Review of techniques, challenges, and new developments for calcium isotope ratio measurements

Calcium isotope meaurements apply to problems spanning the ‘cosmos to benthos.’ Fractionation, source mixing, radioactive decay, and nucleosynthetic processes cause variations in Ca isotope ratios, which can be measured using different types of mass spectrometers. Early measurements employed thermal ionization mass spectrometry (TIMS), which continues to be the most common and precise reference technique. An increasing number of studies use multi-collector inductively coupled plasma mass spectrometry (MC-ICPMS). Both TIMS and MC-ICPMS can yield high-quality data for δ^44/40Ca and δ^44/42Ca, respectively, but wide ranges in precision exist. Sample size requirements are lower for TIMS, but MC-ICPMS offers faster throughput. Both techniques require purifying Ca by ion-exchange chromatography when analyzing samples with complex matrices. In-situ techniques, like laser ablation MC-ICPMS (LA-MC-ICPMS) and secondary ion mass spectrometry (SIMS), do not require purification.
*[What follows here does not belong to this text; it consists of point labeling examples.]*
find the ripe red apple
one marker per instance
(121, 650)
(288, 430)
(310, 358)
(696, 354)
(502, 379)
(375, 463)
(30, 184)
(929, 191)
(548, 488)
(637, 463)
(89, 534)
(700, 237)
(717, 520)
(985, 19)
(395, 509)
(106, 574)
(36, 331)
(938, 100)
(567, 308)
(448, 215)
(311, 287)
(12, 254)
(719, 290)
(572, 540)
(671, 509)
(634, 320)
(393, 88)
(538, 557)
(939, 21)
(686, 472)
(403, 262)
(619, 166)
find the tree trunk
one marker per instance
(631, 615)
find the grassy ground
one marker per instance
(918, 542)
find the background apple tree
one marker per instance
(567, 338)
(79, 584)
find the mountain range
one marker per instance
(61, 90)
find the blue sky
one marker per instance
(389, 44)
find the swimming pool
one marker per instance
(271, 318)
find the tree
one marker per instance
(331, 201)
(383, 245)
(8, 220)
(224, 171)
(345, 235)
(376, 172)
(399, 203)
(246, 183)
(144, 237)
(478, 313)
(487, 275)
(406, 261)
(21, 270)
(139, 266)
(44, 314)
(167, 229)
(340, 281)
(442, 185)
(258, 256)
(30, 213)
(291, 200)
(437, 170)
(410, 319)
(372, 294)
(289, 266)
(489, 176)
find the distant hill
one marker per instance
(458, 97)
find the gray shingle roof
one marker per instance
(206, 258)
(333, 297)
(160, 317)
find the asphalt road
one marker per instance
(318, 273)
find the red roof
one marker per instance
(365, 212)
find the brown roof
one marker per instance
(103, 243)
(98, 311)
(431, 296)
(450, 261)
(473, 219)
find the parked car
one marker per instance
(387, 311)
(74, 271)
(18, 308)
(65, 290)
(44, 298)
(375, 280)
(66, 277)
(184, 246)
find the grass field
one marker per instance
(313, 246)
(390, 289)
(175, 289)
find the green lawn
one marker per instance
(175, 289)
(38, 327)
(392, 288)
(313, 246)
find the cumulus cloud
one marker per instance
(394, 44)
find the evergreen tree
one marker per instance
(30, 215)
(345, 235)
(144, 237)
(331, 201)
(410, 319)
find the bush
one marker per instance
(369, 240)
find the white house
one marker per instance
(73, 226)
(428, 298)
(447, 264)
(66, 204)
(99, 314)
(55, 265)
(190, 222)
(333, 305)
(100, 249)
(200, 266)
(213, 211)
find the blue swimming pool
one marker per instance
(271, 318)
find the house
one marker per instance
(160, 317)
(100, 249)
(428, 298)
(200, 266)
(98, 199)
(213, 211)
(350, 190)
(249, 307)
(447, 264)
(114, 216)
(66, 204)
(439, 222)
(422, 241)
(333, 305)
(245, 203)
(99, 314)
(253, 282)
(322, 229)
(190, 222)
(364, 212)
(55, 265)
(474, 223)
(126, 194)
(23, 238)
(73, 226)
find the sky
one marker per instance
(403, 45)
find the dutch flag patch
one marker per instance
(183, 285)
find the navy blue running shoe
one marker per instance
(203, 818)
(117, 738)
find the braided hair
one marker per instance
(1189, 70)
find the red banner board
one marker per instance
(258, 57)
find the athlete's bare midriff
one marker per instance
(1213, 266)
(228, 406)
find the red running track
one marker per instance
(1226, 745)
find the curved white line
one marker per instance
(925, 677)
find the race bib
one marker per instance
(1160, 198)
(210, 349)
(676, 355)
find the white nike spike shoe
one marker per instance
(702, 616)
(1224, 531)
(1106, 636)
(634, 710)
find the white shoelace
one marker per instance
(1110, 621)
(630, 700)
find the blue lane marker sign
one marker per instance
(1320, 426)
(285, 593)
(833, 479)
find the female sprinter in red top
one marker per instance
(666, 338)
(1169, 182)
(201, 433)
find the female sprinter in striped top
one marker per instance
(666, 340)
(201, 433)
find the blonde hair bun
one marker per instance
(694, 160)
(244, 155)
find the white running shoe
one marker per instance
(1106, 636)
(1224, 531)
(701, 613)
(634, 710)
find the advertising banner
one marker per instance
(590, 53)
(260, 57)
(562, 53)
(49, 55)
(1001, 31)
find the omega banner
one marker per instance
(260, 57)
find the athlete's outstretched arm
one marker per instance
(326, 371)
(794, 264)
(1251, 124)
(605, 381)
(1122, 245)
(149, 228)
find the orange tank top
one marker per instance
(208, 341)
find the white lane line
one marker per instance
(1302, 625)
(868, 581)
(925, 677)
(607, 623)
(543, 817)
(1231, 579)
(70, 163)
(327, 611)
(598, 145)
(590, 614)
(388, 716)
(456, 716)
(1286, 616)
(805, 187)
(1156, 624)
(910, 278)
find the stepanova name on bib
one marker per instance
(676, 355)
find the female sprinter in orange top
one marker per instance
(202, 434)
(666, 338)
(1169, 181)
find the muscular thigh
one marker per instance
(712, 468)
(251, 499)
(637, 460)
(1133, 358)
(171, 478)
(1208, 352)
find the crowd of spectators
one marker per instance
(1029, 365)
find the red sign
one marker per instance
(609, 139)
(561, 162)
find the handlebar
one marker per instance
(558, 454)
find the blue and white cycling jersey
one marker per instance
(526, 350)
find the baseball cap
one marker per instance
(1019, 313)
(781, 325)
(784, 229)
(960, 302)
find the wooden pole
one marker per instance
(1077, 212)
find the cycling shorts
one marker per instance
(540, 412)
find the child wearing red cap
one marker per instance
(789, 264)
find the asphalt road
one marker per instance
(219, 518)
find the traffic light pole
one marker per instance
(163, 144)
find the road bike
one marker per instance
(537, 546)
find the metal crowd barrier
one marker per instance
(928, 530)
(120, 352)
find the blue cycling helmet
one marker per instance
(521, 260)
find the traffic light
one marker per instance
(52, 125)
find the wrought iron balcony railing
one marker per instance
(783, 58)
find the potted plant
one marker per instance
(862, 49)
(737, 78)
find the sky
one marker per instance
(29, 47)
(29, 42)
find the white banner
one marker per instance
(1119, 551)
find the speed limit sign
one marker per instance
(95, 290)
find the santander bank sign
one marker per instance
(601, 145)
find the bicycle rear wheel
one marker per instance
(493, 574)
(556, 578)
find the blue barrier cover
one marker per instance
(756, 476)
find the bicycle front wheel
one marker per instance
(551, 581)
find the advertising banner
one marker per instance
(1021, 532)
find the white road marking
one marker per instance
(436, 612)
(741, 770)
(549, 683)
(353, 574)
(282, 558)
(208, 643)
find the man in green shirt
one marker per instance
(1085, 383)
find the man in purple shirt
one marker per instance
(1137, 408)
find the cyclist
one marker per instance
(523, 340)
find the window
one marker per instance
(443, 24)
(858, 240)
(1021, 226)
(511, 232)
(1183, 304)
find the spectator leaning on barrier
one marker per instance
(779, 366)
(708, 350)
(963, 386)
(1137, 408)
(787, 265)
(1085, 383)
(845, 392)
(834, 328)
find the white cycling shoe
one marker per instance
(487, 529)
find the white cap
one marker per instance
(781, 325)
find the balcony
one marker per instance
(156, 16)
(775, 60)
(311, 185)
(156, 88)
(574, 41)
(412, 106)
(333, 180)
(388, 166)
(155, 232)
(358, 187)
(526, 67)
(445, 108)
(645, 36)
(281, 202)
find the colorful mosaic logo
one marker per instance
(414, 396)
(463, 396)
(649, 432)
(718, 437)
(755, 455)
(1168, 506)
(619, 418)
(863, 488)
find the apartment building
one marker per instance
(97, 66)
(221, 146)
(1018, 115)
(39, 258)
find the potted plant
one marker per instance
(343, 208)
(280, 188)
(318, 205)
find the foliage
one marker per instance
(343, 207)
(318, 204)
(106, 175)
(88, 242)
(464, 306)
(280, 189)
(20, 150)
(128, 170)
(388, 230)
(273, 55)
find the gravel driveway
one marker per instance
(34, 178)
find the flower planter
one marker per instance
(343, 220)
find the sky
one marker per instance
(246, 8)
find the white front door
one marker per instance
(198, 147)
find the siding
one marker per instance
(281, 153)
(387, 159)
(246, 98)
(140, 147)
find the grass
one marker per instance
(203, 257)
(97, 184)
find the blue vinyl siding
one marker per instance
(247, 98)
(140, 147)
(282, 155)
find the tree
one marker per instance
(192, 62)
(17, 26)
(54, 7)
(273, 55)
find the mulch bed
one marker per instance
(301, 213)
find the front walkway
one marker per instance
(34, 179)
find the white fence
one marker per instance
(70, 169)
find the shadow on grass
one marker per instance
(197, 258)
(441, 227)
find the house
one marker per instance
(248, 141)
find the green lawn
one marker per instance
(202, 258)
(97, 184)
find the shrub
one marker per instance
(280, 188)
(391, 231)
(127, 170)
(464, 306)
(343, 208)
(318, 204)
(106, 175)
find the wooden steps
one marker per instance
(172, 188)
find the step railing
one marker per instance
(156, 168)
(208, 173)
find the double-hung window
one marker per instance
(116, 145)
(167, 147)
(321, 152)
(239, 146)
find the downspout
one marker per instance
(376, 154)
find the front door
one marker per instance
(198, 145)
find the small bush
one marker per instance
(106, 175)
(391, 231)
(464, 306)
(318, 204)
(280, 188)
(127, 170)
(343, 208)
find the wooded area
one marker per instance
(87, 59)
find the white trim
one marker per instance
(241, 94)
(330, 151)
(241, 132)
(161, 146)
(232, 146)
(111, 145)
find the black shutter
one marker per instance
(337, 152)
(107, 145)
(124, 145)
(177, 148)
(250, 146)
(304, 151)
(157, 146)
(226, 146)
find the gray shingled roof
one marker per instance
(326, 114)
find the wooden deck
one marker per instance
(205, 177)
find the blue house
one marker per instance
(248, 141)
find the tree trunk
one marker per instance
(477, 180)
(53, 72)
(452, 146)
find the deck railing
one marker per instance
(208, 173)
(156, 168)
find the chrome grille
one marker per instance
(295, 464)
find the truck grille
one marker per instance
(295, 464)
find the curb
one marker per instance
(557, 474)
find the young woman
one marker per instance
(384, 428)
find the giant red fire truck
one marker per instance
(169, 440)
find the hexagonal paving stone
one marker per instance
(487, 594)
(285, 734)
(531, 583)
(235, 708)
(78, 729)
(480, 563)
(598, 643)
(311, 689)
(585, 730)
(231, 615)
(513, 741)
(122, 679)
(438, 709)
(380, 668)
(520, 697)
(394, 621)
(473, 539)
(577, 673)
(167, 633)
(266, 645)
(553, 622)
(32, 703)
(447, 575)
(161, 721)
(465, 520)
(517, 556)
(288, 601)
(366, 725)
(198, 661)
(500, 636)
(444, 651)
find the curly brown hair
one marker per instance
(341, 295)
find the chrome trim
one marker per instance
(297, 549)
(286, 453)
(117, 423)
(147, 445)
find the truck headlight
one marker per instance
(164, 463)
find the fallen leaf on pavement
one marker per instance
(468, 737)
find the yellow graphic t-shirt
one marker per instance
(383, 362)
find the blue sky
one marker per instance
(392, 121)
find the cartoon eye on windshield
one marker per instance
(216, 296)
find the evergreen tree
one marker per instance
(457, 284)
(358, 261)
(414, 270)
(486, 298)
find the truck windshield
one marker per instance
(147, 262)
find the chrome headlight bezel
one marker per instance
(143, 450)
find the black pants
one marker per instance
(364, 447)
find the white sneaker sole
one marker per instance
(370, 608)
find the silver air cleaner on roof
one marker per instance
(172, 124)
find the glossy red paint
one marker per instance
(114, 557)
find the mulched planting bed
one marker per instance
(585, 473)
In-situ techniques provide high spatial resolution, but LA-MC-ICPMS and (nano)-SIMS suffer from relatively poor precision compared to TIMS and MC-ICPMS, and the methods lack well-characterized standards, which are essential for comparing datasets. The past few years have seen advances in Ca purification techniques, including automated methods that accelerate sample throughput. The next generation of Ca purification techniques should focus on complete purification and quantitative separation of low-Ca samples. Application of collision-cell technology for suppressing Ar-related molecular isobaric interferences will improve quantification of ⁴⁰Ca using certain MC-ICPMS models. Similarly, development of new amplifier technology will foster high-precision Faraday cup measurements of low abundance Ca isotopes. Adopting common reference materials, including newly developed standards with complex matrices, would signficantly aid inter-laboratory comparisons, method development, and data compilation efforts. In general, at least two widely-used standards should be measured along with unknown samples to confirm data quality, as well as improve utilization of published Ca isotope datasets by a broader community.